World Trade Center flag has taken on life of its own

0 Comments | Gazette, The (Colorado Springs), Feb 8, 2002 | by Meri-Jo Borzilleri

On the day the 2002 Winter Olympic Games open in Salt Lake City, it's not an athlete, a team or a sport that stands center stage.

It's a tattered American flag, and it amplifies a debate that has dogged the Olympic Games for decades: When does patriotism become jingoism?

Tonight, during the Opening Ceremony, the bedraggled flag recovered from the Sept. 11 World Trade Center attacks will be carried into Rice-Eccles Stadium by eight American athletes. It's a departure from protocol for the International Olympic Committee, which bends about as often as an aluminum Flag pole.

The IOC initially turned down the U.S. Olympic Committee's request to make the flag part of the ceremony, fearing it would detract from the international nature of the Olympic Games. But the group reversed itself after some intense - and public - lobbying from the USOC and its Olympic athletes.

"That flag is so important to so many people," said skeleton athlete Jimmy Shea, selected Thursday to read the Olympic Oath during the Opening Ceremony. "(Sept. 11) was an attack on me, on my family, my friends, on the world. For us to be able to say we're still standing is very important."

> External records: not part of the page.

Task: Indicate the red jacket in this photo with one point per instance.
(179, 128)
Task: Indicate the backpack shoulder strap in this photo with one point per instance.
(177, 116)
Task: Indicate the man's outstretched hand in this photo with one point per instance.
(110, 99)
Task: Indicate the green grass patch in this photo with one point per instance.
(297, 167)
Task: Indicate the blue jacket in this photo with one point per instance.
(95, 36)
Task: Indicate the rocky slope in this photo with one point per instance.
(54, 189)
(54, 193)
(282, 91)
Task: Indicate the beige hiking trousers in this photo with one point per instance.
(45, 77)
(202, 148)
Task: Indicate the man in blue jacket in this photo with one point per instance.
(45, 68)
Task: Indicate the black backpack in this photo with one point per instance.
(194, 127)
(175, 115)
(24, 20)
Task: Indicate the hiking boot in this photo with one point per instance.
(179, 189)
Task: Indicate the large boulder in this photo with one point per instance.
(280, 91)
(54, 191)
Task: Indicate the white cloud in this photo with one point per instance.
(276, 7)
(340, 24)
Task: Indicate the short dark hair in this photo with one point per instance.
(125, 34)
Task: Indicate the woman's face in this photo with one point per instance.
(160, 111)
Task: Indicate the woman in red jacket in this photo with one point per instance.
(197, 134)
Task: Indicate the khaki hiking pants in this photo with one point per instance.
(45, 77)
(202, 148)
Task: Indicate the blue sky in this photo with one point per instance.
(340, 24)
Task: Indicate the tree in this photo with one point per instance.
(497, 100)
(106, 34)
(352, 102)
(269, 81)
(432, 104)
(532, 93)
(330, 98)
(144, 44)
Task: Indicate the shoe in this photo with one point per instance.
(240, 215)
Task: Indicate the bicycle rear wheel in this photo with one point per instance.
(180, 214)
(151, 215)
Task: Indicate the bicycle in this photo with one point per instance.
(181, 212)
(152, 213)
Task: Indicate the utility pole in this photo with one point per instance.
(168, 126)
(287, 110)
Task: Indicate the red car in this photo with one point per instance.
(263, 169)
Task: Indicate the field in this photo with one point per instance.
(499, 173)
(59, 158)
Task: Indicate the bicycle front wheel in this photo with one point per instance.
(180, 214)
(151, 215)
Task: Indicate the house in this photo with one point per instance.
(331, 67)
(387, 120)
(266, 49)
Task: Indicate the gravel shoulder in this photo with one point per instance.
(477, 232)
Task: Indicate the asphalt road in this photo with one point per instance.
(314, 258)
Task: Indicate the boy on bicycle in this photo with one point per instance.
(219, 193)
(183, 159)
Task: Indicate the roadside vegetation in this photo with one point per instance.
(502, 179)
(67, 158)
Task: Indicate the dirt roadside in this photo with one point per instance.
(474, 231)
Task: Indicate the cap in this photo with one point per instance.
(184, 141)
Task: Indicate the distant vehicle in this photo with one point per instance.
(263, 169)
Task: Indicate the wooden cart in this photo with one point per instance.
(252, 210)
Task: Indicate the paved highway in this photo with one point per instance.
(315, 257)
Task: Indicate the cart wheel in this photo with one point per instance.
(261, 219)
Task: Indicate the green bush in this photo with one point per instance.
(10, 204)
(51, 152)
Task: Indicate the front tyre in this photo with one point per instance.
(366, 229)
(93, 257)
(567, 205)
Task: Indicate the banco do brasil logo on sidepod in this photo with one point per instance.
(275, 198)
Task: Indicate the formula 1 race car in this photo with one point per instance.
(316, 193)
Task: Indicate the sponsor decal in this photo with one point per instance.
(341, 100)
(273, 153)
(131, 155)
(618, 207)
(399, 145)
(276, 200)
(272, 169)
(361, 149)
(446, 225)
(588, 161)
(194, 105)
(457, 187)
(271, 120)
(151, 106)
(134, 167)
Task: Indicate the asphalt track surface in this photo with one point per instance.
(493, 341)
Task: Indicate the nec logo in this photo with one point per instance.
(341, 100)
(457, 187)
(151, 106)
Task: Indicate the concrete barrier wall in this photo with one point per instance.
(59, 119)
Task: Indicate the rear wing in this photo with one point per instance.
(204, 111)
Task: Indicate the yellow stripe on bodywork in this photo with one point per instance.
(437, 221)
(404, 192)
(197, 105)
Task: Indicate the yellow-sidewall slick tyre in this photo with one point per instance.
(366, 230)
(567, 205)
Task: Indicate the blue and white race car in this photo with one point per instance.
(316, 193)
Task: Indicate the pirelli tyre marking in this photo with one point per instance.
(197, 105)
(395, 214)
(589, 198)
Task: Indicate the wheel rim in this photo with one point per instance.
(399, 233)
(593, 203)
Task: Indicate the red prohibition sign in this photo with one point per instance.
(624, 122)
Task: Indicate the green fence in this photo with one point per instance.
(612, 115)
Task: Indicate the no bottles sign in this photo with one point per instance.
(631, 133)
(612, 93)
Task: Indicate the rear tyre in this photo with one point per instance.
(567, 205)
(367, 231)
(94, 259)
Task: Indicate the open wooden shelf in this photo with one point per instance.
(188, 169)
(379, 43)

"It's important that flag comes in because it's part of each and every American now," said four-time Olympian Amy Peterson, short- track speedskater chosen by her teammates to carry the traditional flag at the head of the U.S. athletes' 211-person delegation. "The fact is it's going to be there and it should be there."

The eight athletes who will carry it are biathlete Kristina Sabasteanski, a member of the U.S. Army's World Class Athlete Program; firefighter and skeleton athlete Lea Ann Parsley; figure skater and three-time Olympian Todd Eldredge, women's hockey player Angela Ruggiero, friend of national team member Kathleen Kauth, whose father was killed in the World Trade Center, luger Mark Grimmette, a three-time Olympian, snowboarder Chris Klug, who underwent a liver transplant; speedskater Derek Parra, who won Pan American Games gold after being hit by a car and curler Stacy Liapis.

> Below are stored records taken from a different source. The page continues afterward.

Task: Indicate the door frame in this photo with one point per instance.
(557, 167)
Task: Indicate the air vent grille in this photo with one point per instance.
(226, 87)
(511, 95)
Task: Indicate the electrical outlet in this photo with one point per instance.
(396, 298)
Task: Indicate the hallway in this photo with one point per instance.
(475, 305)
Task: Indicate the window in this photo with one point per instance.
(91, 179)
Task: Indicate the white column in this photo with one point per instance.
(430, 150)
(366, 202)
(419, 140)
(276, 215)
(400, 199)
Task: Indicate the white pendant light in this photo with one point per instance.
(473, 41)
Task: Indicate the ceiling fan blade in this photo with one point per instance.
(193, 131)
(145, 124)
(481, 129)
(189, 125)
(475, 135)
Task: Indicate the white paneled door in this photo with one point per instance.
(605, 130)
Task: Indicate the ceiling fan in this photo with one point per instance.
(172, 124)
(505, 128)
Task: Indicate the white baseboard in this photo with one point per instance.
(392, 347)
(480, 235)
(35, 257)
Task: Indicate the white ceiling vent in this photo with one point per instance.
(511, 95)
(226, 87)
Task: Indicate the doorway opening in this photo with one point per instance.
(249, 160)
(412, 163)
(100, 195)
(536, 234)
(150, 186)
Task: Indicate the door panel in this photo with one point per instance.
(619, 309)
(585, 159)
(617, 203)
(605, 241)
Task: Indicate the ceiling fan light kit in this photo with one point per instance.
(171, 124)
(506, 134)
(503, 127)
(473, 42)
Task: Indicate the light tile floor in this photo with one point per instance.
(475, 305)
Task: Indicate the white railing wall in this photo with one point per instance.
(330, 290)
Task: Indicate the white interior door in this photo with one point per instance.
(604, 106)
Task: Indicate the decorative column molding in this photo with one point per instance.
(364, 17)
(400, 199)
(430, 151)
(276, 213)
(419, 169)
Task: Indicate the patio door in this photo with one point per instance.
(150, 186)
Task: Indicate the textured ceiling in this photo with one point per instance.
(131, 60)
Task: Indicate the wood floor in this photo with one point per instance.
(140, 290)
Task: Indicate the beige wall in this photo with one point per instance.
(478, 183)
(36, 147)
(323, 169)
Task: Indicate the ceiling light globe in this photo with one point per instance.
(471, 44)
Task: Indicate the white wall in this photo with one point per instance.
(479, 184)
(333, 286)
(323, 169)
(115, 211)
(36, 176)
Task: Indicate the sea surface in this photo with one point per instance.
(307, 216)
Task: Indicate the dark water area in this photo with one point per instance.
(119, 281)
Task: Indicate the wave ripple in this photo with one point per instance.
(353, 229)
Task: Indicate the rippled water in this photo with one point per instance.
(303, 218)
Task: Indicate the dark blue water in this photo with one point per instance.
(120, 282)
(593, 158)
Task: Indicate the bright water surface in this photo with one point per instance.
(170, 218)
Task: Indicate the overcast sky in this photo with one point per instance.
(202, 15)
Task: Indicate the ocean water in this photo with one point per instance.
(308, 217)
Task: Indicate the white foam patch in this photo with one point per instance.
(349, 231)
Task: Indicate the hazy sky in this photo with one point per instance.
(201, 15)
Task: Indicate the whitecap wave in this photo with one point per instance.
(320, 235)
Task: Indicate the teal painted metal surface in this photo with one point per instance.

The threadbare flag has taken on a life of its own. It has become a celebrity, arriving in Salt Lake City this week accompanied by two of the three Port Authority policemen who will help bring it into the stadium tonight. Plans are the flag, too fragile to be hoisted, will make its appearance during the national anthem and not as part of the athletes parade. The flag was last seen at last week's Super Bowl. It has also appeared flying over Yankee Stadium during the World Series.

But nowhere has it engendered so much debate as in Salt Lake City, its biggest international appearance. More than three billion viewers worldwide are expected to tune in to the Opening Ceremony.

Even before the flag idea was presented, talk swirled about these Games becoming a big American rally in the wake of Sept. 11. Other nations, who also lost citizens in the attacks, have not objected to bringing in the flag and have been supportive of American athletes.

"We are in the United States of America, we are guests of the United States of America and the ceremony for the flag will be an homage to the flag of the United States of America," said Jacques Rogge, IOC president, on Thursday. "It is no departure from what is normally in the Olympic program. We see absolutely no problem. On the contrary, we understand the deep emotion of the American public, but also other nations that have suffered casualties."

Americans haven't always had the world's sympathy because we have not always been gracious on the international stage, nor do we often realize it when we aren't. The 1984 Summer Olympics in Los Angeles, boycotted by the Soviet Union, became a medal extravaganza for the United States and Americans played it to the hilt.

Then there are displays like those at Sydney, where American athletes crossed the line between patriotism and good taste. Spectators booed when members of the U.S. men's track-and-field relay team literally wrapped themselves in a flag and strutted and preened for cameras after winning gold. The athletes later apologized.

It's hard to be objective when you're watching the Olympics through red-, white- and blue-colored glasses, or through the lens of an NBC Sports camera. Don Mischler, director of the Opening Ceremony in Salt Lake, remembers watching the L.A. Opening Ceremony, his first, and swelling with patriotic pride. Then an IOC official later remarked that it was one of most jingoistic displays he'd ever seen. Mischler hasn't forgotten that, and is expected to show that restraint tonight.

USOC president Sandy Baldwin, a recently elected IOC member, says a balance can be struck in these Games, and the prominent display of the tattered flag tonight will prove it.

"I want our audience to be celebrating humanity and not just celebrating our country," she said.